Thursday, January 25, 2007

ANTI-SEMITISM NOT JUST A CHRISTIAN DISEASE

Anti-Semitism a Christian disease? Not so fast By DAVID A. HARRIS (JPost)
The recent Holocaust denial conference in Iran was beyond the pale, or so any thoughtful person might conclude. After all, the Holocaust is among the most documented events in human history.
Yet, to conclude that this macabre event was an isolated event would be a mistake. For example, in an editorial (December 14), the respected Financial Times declared that the Iranian president, who sponsored what the paper aptly called this "grotesque carnival," is out of step with the larger Muslim world. His blatantly anti-Semitic remarks, the editorial stated, "give the impression that anti-Jewish bigotry is widespread across the Muslim world," when "in historical reality, anti-Semitism is a Christian disease." Not so fast.

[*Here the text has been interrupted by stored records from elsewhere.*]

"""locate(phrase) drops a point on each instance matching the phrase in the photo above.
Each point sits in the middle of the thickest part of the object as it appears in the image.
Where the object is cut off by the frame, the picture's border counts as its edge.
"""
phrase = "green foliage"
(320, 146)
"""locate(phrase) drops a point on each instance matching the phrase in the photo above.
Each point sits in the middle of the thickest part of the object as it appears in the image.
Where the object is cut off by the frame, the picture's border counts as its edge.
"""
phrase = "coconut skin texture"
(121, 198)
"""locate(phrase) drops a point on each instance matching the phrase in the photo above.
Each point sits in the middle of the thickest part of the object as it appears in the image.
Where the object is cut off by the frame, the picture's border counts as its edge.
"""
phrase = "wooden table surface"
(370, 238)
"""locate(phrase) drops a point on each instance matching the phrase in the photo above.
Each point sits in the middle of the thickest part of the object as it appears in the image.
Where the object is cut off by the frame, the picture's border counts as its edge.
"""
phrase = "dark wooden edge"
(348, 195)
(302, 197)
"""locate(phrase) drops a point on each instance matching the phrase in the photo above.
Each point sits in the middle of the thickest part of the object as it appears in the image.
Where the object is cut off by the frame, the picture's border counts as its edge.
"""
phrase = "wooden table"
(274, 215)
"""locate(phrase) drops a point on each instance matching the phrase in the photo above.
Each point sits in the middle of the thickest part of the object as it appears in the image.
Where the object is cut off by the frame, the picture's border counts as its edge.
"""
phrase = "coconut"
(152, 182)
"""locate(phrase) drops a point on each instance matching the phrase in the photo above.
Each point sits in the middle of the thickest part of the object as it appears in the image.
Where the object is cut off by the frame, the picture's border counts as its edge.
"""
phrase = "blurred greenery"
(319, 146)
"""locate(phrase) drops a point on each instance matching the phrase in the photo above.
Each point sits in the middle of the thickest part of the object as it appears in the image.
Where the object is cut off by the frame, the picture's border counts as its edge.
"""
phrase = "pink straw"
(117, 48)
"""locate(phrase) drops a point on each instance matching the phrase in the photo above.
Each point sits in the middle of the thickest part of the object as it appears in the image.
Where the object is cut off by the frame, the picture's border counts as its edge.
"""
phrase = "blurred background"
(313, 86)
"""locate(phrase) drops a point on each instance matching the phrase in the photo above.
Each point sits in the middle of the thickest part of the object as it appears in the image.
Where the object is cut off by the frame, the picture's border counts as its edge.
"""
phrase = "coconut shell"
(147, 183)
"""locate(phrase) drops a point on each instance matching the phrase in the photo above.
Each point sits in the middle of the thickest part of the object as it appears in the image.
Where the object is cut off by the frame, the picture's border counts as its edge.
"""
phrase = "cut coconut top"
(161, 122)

The truth is far more complicated. While anti-Semitism historically has been more virulent in European Christendom, leading up to the Holocaust, it has not been absent in the Muslim world. Some Muslim spokesmen would like the world to believe that any hostility is recent and linked to Israel, not Jews. But that is disingenuous in the extreme.

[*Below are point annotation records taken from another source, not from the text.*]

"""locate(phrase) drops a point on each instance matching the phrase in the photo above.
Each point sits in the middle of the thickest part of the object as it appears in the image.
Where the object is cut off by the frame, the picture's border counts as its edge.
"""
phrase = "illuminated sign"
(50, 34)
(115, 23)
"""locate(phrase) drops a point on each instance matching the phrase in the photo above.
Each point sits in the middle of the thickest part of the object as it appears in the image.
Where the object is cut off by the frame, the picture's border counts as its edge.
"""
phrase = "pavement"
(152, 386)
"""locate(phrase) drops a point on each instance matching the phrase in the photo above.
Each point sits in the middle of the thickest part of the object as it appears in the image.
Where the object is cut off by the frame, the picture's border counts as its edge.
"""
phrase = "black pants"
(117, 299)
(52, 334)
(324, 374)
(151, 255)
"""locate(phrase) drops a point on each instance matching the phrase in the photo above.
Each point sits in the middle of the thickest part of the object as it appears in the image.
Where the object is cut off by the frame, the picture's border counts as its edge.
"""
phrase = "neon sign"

As Hebrew University professor Robert Wistrich noted in a study entitled Muslim Anti-Semitism: A Clear and Present Danger, "The most basic anti-Jewish stereotype fostered by the Koran remains the charge that the Jews have stubbornly and willfully rejected Allah's truth…. There are some notably harsh passages in which Muhammad brands the Jews as enemies of Islam." These deeply entrenched images of the Jews have caused much grief over the centuries.